Google's Latest AI Trick Is Picking Voices Out of Crowds
As smart speakers and voice-based AI assistants rise in popularity, these tools need to get smarter at knowing when you're asking for something, as opposed to, say, when someone on your TV uses a trigger word.
Fortunately, it looks like Google's got a solution.
According to a new research paper, which has video evidence to back its claims up, a team of Google researchers have built a deep learning system that can identify and single out individual's voices. And just like when you're sitting at a big table, or out on the town, it looks at faces to figure it out.
How does it work? The system was built to identify a speaker talking out loud, matching their face to their sounds. To amp up the difficulty, Google piped in the audio from virtual crowds of people, to teach the AI how to distinguish the voices it heard against the deluge of noise around it.
A demonstration video showing off this technology focuses on comedians Jon Dore and Rory Scovel, who are talking at the same time. In the clip, pink and blue boxes overlay over each of their heads, and then the soundwaves on the bottom of the screen gain those same pink and blue hues, to show how their faces have been matched to their voices.

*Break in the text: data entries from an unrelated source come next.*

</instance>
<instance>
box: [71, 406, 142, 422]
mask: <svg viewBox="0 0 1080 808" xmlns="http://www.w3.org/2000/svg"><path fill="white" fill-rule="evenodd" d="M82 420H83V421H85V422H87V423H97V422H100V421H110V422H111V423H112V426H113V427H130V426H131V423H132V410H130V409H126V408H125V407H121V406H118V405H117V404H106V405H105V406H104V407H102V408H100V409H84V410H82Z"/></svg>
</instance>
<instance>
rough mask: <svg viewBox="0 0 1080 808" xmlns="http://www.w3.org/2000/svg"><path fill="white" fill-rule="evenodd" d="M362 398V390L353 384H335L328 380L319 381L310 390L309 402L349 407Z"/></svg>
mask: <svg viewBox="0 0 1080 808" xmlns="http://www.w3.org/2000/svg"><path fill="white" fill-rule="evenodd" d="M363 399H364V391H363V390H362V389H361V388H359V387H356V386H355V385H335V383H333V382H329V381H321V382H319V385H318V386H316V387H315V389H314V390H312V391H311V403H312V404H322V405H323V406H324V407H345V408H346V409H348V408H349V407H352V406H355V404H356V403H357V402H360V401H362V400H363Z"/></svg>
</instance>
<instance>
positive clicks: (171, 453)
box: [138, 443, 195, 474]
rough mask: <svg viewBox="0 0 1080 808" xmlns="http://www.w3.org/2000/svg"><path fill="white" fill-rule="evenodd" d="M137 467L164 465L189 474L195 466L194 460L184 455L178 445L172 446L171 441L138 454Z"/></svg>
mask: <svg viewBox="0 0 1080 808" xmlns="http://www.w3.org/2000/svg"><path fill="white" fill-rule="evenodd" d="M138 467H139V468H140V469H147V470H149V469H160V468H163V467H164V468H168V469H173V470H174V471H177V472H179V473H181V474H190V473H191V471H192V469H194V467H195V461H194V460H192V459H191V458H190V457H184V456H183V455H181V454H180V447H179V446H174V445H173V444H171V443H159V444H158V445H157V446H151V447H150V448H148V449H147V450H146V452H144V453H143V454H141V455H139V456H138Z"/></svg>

Then, the slider bar on the bottom of the screen moves horizontally, between labels marked All, John, and Rory. The sound fluctuates along with it, allowing you to hear both at once, and then only hearing one and muting out the rest.
Where and how Google implements this in its product line remains to be seen, but its Hangouts chat client and YouTube videos seem like ideal places to test it out. Further, if you added a camera to a Google Home speaker, the device could do a much better job of knowing who's talking and delivering personalized results.